The only salient fact is that the United States does not really have very much money. The Treasury has some billions in its operating account at the Federal Reserve. You can look it up online, if you like. This is the one area of federal governance of reasonable transparency. Beyond those billions (certainly less than $50 billion), the United States does not have any cash. To speak of one part of the government owing another part money (as the game is played with the entitlement trust funds) is a form of denial bordering on delusion. We say such things because, at bottom, we're afraid to come to terms with what is real here. Any money that we raise through some mechanism other than printing must come from either taxes or from borrowing through Treasury auctions. Taxes (inclusive of income taxes and FICA) come to about $2 trillion annually, net of trust fund games. The outgoes are on the order of $3.7 trillion. If we don't raise the debt ceiling and resume borrowing more, we're stuck trying to match the insufficient income to the overwhelming expenses.

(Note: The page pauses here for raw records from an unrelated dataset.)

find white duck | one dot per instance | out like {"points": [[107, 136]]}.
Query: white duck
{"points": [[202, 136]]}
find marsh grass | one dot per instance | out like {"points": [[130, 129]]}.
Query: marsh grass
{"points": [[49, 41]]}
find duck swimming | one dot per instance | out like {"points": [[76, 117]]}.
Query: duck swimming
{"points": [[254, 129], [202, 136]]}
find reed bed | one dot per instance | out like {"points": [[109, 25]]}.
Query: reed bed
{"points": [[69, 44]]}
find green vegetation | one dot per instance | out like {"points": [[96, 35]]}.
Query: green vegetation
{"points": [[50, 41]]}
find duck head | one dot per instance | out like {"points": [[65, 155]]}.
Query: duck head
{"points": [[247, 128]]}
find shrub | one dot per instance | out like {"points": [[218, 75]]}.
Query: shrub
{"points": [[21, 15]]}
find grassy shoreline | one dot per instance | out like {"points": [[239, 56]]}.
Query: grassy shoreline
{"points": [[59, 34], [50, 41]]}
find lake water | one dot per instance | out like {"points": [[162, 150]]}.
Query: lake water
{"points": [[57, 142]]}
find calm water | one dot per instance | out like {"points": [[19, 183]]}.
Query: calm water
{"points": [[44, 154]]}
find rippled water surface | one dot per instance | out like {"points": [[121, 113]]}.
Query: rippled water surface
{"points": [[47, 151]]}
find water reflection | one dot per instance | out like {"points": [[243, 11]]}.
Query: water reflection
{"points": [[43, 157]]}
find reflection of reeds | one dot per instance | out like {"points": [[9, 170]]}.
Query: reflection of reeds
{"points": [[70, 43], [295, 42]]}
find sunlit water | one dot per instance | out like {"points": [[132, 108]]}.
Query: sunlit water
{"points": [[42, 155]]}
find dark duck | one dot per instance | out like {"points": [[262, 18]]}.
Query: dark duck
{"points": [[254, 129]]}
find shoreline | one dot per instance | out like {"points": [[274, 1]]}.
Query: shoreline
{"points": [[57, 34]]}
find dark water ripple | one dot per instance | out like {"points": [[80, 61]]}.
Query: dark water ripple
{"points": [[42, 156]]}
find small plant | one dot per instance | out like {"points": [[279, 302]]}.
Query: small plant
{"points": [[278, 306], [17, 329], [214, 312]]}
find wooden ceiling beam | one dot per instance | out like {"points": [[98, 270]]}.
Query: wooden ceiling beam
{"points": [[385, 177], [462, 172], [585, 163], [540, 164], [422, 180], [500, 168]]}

I don't know which way this thing ought to go, to tell you the truth, and thus the title of the post. It is not that I sympathize with the Tea Party, because I think they're mostly lunatics. They are dangerous True Believers who sign away their independence to loyalty oaths and pledges, and these are always the mark of the Fascist Right. The Nazis were not great political theorists, they simply achieved their aims through iron discipline (enforced implacably and increasingly through violence as the years went by). The Tea Party cadres love the feeling of solidarity they get from the Movement, of signing the pledge never to raise taxes, no matter what, even if the country must have additional income. These are the stigmata of the extremist.

Yet if the whole system goes down because of the implacable resistance of the Right Wing, as it possibly could, then I think the Right Wing will go down with the whole system. Like Samson, they will bring the temple down on their own heads. If the federal government is an "insurance company with an army," as it appears increasingly to be, given its extreme budgetary limitation, what happens, at the state level, if the central government lacks the money even to perform these two functions, that is, it cannot fund both the entitlements and the trillion dollar defense budget?

An interesting conundrum. If the entitlements are the only things that survive (and Social Security, Medicare/Medicaid and debt service on existing Treasuries is all that $2 trillion will pay for), then why have a federal government? Would the states encourage their citizens to send money to Washington, D.C. just so D.C. could send it back, minus its "administrative costs?" Wouldn't the states be more likely to begin thinking, "it sure would be nice to keep that money right here where we can put it to use right now" ? If, on the other hand, defense keeps its trillion dollar share, perhaps by what amounts to a military coup (and here's where Barack Obama would be particularly useless, standing up to the Pentagon), thus requiring drastic cuts in the entitlements (but leaving room for the $300 billion or so in interest payments to avoid default), wouldn't the citizenry then cry foul! at this betrayal of government promises, leading to the same result of dissolution?

What's very interesting to me at this point is that I am not describing some sci-fi potboiler plot (it wouldn't be as good as Rod Serling's anyway). The situation I'm describing is the pretty pass to which the United States has been brought. I am describing the actual financial condition of the United States of America. Raising the debt ceiling is the actual fantasy, because given the intransigence over taxes, the future holds only an ever-deepening hole. The American economy is not recovering, employment is not getting better (stagnant, except for the bubble years, for well over a decade), and we are talking only about taking on The Bridge Loan to Nowhere.

A curse, I suppose, to live in such interesting times. We may be on the precipice of (a) default and dissolution, (b) a printing-press fired Weimar hyperinflation (if the Treasury decides to print its way out of bankruptcy), or (c) all three of these things. It's a Mad Tea Party, alright.